Sam menghela napas, menahan rasa bersalah yang mulai muncul. "Aku nggak lihat. Aku terlalu fokus sama urusan kantor."
"Maaf ya kak, harusnya aku memberitahumu lebih awal," ucap Ellisa, khawatir.
"Nggak papa, Ellie. Akunya yang terlalu sibuk. Sekarang aku harus ke sekolah Alana."
Sam menggerutu sepanjang persiapannya. "Alana selalu saja bikin masalah. Kepala sekolah sampai memanggilku beberapa kali. Aku bener-bener nggak habis pikir sama dia."
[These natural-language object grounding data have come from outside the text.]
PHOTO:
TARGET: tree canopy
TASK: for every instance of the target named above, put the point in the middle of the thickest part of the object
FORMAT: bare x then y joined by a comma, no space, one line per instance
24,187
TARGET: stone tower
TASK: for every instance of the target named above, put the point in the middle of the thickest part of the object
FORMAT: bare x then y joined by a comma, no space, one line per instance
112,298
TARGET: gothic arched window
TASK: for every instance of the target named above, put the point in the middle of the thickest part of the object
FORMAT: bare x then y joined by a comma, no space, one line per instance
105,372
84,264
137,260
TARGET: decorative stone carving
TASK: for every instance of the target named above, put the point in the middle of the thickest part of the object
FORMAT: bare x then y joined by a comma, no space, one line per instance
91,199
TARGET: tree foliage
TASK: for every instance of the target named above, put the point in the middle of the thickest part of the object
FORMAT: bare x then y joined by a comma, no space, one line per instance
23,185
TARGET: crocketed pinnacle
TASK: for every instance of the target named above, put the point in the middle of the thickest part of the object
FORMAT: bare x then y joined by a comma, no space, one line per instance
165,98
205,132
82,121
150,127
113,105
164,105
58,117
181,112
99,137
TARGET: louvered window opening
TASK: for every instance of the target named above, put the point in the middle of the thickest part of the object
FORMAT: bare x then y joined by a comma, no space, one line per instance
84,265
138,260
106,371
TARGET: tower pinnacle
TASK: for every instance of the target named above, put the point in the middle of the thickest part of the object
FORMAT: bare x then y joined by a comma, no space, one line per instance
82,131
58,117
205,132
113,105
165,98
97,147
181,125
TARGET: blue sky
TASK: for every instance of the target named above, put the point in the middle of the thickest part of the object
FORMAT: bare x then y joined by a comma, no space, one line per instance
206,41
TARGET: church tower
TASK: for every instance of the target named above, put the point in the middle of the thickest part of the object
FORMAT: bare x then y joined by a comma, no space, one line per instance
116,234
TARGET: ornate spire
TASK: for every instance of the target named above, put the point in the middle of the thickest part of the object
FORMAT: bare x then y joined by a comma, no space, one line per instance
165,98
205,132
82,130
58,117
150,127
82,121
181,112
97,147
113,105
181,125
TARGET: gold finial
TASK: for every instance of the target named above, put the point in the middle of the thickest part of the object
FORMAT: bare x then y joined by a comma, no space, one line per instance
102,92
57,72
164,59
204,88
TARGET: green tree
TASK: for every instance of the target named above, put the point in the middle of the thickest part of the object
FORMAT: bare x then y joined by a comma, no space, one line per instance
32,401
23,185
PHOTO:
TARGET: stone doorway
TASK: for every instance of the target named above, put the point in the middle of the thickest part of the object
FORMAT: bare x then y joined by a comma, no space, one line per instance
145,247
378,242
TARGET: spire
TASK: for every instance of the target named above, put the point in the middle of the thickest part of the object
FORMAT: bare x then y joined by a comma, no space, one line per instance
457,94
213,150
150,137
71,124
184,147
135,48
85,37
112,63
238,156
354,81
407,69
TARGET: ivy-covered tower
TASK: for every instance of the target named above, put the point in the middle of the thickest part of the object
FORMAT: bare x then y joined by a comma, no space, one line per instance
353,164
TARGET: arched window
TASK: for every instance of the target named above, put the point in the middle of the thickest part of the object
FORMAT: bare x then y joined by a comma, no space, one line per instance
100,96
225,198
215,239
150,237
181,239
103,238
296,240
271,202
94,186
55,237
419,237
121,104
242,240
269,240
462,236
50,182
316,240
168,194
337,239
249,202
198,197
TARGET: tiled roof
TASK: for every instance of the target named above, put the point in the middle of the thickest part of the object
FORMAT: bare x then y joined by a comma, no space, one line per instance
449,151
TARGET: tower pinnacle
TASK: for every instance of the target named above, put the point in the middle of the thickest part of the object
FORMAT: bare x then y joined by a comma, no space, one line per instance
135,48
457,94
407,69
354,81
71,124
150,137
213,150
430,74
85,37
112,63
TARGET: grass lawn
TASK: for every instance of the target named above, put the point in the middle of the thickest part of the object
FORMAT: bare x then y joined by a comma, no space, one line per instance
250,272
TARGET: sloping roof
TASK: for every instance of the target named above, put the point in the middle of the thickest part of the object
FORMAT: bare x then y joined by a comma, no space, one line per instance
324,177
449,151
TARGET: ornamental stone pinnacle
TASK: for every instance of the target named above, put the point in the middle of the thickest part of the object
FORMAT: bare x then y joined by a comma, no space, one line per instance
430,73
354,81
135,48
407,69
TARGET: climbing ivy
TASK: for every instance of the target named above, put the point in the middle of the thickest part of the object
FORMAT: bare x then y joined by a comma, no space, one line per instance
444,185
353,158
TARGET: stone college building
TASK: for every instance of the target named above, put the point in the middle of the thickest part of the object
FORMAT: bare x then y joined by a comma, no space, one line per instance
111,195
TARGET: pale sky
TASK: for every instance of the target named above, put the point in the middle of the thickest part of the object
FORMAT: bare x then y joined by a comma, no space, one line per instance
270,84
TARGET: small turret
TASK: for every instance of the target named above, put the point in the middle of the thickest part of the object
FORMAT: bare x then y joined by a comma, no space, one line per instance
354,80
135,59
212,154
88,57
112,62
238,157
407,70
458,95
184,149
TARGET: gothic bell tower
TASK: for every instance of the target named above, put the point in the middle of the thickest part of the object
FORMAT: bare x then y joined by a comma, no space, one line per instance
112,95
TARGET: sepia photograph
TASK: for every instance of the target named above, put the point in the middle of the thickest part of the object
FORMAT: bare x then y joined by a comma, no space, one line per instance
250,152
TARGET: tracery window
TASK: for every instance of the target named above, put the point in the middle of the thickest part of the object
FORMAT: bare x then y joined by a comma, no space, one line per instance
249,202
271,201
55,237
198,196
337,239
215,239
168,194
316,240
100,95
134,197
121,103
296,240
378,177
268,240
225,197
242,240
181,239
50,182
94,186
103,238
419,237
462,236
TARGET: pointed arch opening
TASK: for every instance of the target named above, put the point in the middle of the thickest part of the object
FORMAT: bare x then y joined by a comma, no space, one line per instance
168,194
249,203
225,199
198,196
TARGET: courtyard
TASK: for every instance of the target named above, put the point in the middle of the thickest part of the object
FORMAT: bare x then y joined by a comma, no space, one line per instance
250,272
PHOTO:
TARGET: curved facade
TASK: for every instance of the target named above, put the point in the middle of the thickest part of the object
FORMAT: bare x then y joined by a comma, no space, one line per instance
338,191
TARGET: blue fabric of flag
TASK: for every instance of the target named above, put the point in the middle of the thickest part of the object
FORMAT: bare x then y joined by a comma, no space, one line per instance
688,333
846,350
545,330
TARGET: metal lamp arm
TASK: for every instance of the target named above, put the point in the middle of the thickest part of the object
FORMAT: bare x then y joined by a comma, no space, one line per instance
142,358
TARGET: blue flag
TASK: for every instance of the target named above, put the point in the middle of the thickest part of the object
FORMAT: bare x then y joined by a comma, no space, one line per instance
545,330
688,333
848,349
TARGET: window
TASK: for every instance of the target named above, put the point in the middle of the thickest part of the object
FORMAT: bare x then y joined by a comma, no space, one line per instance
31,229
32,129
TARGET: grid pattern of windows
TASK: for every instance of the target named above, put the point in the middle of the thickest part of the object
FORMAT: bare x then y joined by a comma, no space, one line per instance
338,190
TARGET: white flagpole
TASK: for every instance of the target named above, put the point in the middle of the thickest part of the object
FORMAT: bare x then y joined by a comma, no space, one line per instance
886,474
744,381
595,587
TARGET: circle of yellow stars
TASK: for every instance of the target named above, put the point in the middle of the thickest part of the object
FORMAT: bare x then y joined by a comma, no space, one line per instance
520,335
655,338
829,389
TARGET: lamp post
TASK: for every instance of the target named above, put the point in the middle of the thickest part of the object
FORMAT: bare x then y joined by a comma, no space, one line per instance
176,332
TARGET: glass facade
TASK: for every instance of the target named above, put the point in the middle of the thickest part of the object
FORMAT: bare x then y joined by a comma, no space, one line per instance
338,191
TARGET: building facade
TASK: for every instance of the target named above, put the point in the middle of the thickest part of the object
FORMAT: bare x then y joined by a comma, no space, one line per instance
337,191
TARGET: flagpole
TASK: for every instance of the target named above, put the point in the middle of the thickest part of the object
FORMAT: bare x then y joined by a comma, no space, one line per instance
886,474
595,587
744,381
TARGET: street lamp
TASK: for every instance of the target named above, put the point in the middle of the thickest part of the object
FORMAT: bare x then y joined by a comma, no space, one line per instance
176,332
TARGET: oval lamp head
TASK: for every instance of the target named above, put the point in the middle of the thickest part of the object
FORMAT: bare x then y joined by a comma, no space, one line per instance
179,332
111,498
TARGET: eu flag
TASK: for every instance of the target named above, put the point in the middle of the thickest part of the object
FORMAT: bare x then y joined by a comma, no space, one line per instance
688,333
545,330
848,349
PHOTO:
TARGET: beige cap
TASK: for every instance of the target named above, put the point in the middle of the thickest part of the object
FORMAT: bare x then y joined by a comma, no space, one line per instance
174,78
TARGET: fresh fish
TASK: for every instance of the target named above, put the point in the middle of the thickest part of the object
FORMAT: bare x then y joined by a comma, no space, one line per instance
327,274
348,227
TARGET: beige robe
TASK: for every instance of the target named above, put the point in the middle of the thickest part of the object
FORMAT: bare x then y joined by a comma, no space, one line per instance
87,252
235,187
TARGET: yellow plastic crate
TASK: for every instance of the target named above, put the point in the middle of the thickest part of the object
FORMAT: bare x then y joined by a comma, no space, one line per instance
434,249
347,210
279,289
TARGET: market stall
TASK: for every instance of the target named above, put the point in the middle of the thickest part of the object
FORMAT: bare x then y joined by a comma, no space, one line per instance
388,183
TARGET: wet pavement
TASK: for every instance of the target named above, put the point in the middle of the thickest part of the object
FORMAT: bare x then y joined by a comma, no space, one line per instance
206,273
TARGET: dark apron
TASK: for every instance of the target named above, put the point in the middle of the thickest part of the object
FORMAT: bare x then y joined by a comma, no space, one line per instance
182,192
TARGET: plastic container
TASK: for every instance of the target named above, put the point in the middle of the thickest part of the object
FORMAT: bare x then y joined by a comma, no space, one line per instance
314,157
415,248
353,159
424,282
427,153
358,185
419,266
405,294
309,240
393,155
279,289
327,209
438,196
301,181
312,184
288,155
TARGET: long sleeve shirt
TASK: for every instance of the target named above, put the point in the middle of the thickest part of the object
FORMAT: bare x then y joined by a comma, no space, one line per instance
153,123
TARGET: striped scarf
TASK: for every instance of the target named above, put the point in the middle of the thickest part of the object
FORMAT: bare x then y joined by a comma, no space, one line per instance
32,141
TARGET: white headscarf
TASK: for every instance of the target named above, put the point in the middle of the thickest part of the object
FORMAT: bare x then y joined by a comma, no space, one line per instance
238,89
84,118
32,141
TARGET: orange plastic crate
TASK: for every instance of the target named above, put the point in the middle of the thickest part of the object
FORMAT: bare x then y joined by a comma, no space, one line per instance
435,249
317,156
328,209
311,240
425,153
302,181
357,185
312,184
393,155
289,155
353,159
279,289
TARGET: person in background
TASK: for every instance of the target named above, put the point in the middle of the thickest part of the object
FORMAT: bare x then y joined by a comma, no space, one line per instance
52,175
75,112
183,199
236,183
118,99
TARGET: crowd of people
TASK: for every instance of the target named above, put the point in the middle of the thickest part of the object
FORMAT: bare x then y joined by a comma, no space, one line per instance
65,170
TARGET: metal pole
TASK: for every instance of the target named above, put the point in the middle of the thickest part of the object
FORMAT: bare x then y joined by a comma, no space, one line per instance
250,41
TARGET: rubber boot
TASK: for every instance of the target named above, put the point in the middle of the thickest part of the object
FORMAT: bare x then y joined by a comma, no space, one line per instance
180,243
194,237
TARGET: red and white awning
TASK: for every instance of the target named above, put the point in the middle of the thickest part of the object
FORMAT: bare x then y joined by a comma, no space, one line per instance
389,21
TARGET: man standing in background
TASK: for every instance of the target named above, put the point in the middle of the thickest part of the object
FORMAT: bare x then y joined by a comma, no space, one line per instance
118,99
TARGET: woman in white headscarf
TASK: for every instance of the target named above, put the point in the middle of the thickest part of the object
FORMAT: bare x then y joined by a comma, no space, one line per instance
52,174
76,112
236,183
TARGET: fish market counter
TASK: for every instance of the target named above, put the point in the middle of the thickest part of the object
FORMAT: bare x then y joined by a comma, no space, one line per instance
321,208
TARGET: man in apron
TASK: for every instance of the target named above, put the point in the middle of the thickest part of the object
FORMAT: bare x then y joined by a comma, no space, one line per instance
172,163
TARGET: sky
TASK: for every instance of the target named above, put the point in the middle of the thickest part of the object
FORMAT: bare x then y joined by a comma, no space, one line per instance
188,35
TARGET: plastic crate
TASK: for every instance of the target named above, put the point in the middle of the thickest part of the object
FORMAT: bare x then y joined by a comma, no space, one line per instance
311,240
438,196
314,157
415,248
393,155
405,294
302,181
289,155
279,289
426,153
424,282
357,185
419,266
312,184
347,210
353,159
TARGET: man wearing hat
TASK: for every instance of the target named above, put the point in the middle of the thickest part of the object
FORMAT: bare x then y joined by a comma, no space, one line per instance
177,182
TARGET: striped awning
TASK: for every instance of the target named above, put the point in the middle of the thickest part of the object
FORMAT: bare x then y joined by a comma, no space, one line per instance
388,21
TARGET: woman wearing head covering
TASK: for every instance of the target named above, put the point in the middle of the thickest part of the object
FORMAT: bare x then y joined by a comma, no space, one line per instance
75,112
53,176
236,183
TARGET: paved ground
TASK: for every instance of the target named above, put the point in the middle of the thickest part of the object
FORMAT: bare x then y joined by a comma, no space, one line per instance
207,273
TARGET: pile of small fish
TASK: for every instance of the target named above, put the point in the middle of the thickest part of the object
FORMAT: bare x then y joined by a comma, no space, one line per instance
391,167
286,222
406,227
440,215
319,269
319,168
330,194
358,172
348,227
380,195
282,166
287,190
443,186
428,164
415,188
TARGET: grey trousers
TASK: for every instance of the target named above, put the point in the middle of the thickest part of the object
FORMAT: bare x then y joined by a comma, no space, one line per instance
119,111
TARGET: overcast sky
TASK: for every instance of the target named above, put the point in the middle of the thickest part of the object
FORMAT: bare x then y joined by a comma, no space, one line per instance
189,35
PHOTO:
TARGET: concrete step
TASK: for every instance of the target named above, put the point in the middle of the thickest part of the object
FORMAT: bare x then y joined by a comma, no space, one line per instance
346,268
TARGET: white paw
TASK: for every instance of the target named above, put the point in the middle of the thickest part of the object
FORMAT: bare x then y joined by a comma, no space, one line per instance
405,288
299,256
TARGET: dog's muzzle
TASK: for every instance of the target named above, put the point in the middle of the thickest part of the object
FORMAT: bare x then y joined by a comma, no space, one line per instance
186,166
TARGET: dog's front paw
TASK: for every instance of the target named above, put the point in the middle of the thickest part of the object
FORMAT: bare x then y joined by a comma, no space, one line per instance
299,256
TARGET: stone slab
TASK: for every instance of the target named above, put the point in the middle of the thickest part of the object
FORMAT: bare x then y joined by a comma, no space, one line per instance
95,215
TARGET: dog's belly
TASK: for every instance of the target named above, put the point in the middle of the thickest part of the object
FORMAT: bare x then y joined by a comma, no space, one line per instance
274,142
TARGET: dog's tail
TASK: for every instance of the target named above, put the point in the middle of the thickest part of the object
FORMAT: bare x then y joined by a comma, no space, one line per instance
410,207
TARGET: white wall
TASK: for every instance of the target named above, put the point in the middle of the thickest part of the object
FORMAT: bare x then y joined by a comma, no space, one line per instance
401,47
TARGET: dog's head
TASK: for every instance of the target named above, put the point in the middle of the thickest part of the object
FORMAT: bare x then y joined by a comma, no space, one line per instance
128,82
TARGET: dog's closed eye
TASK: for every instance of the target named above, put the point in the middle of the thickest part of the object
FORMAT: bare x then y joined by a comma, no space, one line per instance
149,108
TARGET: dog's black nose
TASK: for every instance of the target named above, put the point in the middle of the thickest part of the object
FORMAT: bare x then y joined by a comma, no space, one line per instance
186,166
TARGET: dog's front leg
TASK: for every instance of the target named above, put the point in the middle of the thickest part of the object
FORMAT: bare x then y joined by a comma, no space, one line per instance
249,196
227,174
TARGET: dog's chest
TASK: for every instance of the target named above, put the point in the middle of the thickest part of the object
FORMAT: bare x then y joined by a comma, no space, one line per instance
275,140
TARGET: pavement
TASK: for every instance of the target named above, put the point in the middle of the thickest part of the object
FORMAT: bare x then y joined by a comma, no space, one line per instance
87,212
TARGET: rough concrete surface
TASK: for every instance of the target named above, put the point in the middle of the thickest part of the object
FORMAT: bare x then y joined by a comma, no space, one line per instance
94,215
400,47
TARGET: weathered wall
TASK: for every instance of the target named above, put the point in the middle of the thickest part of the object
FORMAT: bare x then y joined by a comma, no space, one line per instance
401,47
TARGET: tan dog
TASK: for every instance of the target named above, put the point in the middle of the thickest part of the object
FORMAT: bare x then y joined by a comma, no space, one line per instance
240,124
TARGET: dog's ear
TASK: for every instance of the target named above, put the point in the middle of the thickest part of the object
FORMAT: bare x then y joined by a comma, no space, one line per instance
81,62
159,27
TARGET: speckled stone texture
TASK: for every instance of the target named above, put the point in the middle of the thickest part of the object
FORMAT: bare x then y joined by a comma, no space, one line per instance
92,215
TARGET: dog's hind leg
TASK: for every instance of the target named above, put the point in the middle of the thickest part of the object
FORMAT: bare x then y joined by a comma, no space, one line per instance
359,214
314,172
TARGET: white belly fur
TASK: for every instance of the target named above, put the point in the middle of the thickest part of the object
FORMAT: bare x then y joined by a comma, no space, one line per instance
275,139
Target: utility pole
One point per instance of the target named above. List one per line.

Ellisa mendekat, "Kak, mungkin Alana nggak sepenuhnya salah. Dia cuma—"
"Ellie, jangan belain dia!" potong Sam dengan nada tinggi. "Dia itu selalu nyusahin aku! Bukannya fokus sekolah, malah sibuk cari masalah!"
Ellisa terkejut dengan nada bentakan itu. "Tapi, Kak, Alana itu masih muda. Wajar kalau dia bikin kesalahan. Yang penting, kamu coba dengar alasan dia dulu."
Sam menggeleng dengan frustrasi. "Kamu nggak ngerti, Ellie. Dia itu nggak pernah belajar dari kesalahan. Aku capek terus-terusan harus ngurusin dia."
"Tapi kamu kan kakaknya, Kak. Kalau bukan kamu yang sabar sama dia, siapa lagi?"
"Ellie, cukup! Aku nggak butuh nasehat soal gimana caranya jadi kakak!" bentak Sam lagi, kali ini lebih keras.
Ellisa terdiam, menunduk, dan meremas ujung bajunya dengan canggung. "Aku cuma nggak mau kalian terus bertengkar. Aku tahu kamu sayang sama Alana, tapi mungkin cara kamu menunjukkannya terlalu keras untuk dia."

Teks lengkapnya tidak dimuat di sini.